Moreover, Crawford argued that rather than replacing arrays, next-gen sequencers will make the results of his part of the ENCODE project more reliable. “Sequencing is useful in that it generates to-the-basepair resolution ... and you have to worry less about cross hybridization artifacts,” he wrote. “Arrays are useful in that they provide a cheap platform to validate the quality of the material before going genome-wide, and the platform inherently normalizes for copy number variation, which is a huge advantage when analyzing complex aneuploid cell lines.”
Affy’s Cool $10.2 Million
Of the projects funded to contribute to the second phase of ENCODE, there is one that will mostly rely on array technology. Affymetrix was awarded $10.2 million to use its GeneChip tiling arrays to identify protein-coding and non-protein-coding RNA transcripts. Affy’s team will be led by Thomas Gingeras, the firm’s vice president of biological science.

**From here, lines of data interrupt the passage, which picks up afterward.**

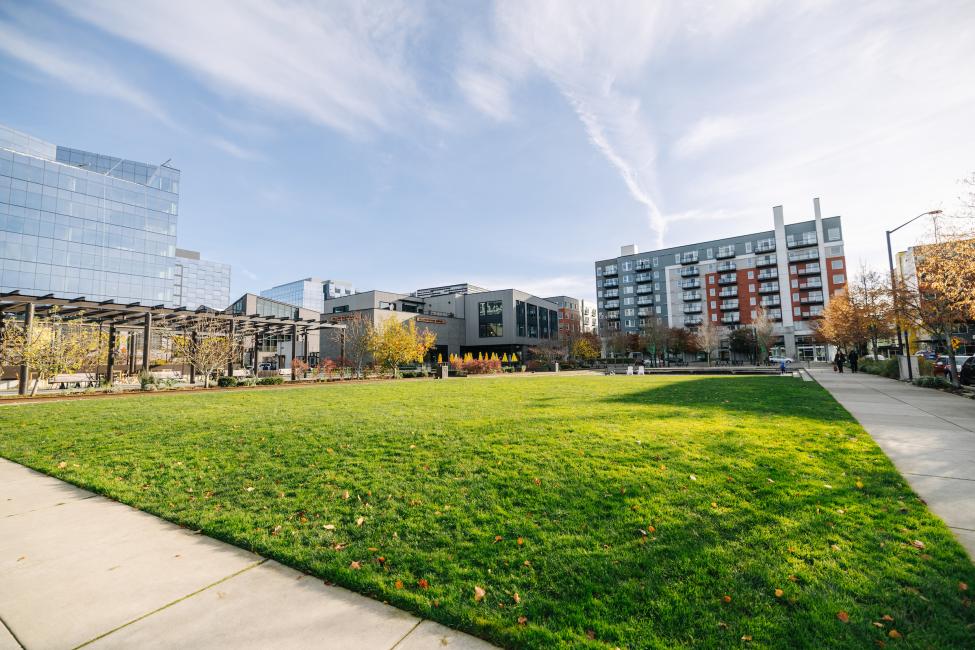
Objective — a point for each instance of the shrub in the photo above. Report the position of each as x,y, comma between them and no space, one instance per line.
147,381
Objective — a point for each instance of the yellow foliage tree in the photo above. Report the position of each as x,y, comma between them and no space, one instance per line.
394,343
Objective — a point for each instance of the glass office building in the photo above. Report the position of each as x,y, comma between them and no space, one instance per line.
76,223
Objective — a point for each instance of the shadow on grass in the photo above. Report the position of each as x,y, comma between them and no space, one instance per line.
772,396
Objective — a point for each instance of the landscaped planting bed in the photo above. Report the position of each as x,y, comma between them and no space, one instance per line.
539,511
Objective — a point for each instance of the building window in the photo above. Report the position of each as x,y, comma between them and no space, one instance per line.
489,319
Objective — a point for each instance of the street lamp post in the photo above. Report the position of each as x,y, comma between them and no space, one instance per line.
893,285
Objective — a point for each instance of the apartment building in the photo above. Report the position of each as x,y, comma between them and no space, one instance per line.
790,271
576,316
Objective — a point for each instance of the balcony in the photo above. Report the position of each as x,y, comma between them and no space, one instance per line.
802,256
765,246
805,239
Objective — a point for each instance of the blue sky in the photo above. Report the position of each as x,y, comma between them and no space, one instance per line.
408,144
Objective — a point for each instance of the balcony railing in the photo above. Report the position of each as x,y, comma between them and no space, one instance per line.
801,256
764,245
805,239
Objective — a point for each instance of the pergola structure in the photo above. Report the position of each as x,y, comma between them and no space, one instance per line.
144,318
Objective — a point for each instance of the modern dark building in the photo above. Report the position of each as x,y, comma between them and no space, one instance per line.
790,271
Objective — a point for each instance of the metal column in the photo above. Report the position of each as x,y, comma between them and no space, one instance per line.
146,336
294,345
24,369
110,370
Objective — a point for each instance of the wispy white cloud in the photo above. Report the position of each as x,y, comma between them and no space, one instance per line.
85,74
706,133
343,65
235,150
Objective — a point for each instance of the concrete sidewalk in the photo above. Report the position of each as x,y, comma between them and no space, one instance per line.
930,436
78,569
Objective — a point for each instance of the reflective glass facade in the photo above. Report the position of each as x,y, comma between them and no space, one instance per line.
79,224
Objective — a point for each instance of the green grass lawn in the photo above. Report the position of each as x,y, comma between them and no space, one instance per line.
628,512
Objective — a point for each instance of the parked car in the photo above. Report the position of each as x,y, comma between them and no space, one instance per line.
967,373
942,363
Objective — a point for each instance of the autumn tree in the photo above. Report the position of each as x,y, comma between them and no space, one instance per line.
939,297
206,344
394,343
353,339
586,348
708,338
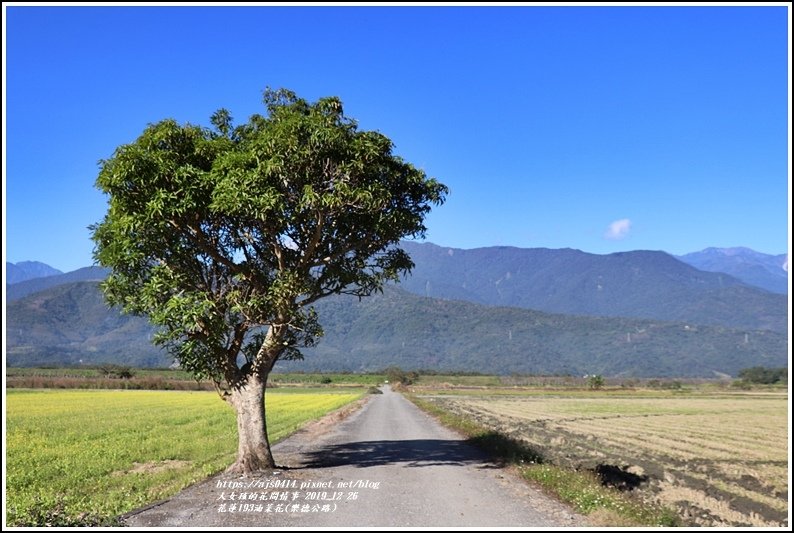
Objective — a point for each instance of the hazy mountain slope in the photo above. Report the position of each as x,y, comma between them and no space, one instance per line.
766,271
640,284
20,290
25,270
71,322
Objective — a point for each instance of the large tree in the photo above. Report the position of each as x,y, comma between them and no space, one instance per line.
225,236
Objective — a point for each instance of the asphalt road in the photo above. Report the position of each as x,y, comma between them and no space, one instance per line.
388,464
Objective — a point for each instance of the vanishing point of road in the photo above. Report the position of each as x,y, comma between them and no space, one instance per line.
388,464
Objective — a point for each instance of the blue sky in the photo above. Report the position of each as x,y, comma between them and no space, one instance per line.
599,128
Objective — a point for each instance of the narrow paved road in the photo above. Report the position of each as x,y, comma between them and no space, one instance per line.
388,464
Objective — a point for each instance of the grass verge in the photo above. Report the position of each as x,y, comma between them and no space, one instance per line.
582,490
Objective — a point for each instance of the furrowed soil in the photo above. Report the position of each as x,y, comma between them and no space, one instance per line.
719,460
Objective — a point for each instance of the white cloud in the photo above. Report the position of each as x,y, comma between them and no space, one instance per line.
618,230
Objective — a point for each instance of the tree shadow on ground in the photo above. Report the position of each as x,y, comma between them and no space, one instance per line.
410,453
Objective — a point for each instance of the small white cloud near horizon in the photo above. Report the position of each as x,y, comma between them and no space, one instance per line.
618,230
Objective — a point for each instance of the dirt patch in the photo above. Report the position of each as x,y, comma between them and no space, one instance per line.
152,467
708,495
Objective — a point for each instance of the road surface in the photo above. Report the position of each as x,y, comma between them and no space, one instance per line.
388,464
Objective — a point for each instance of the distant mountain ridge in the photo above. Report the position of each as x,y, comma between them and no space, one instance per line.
20,290
639,284
25,270
71,324
762,270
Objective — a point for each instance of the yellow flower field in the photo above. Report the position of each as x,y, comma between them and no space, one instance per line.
98,454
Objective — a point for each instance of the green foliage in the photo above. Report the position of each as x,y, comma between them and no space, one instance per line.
763,375
220,234
70,323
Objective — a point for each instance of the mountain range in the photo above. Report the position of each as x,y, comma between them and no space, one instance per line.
70,324
641,284
769,272
496,309
25,270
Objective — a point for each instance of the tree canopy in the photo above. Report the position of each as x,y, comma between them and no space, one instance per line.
225,236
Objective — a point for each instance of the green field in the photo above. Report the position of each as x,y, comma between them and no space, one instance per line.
89,456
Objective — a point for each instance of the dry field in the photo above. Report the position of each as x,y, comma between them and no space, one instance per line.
720,460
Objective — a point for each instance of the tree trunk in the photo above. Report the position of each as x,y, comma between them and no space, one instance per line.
253,450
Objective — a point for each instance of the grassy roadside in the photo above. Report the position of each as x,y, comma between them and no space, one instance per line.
582,490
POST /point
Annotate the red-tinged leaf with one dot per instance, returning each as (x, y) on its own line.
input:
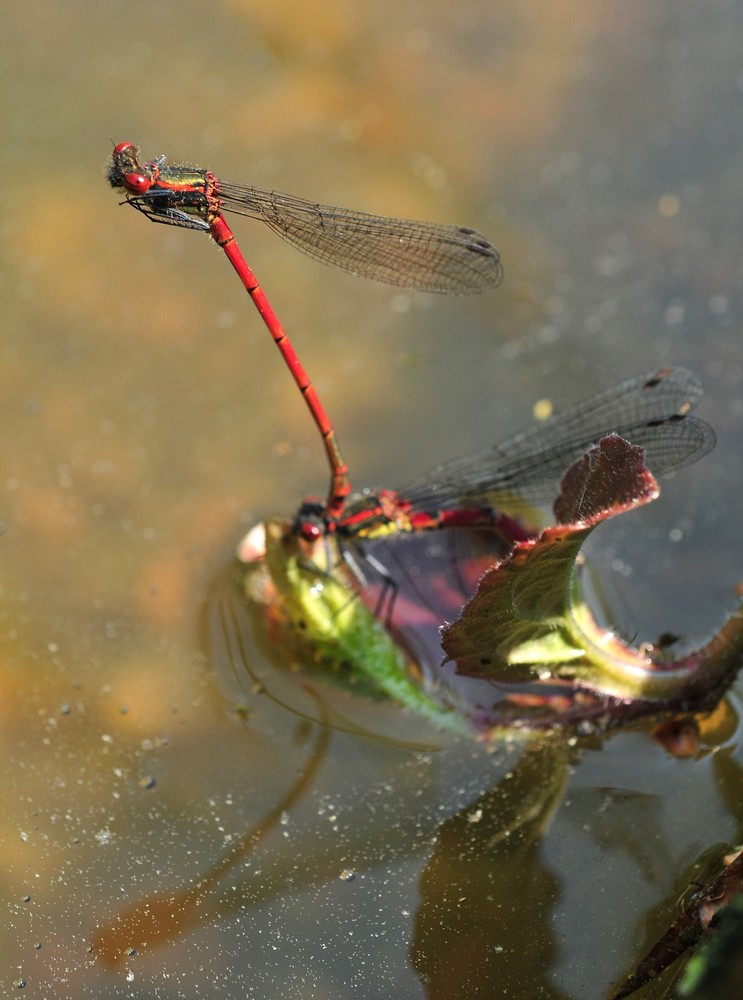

“Our project will work on mapping all transcribed regions in the human genome,” Gingeras wrote in an e-mail to BioArray News this week. “We will characterize both the protein-coding and nonprotein-coding transcripts as to where they start and stop, as well as their structure. Additionally, we will try to formulate a classification system to help group both protein-coding and nonprotein-coding transcripts.”
According to Gingeras, Affy will use different versions of its whole-genome tiling arrays, along with other types of custom technologies. He said he was uncertain which other projects will be using Affy tiling arrays but noted that fellow ENCODE researchers John Stamatoyannopoulos at the University of Washington in Seattle and Michael Snyder at Yale University have used them in the past. Neither Stamatoyannopoulos nor Snyder returned e-mails seeking comment by press time.
Regardless, Gingeras wrote that Affy benefited from its participation in the pilot phase of ENCODE and that its business is likely to benefit from the new four-year project.
“After the previous collaboration, Affymetrix was able to develop various types of whole-genome tiling arrays, sample prep and labeling assays, and computational methods to deal with large amount of data,” Gingeras wrote.
“We will now take a deeper look in order to develop a comprehensive map and characterization of both protein-coding and non-coding transcripts for the human genome,” he wrote. “This tool will be an important and valuable resource for the scientific community in both basic and applied research.”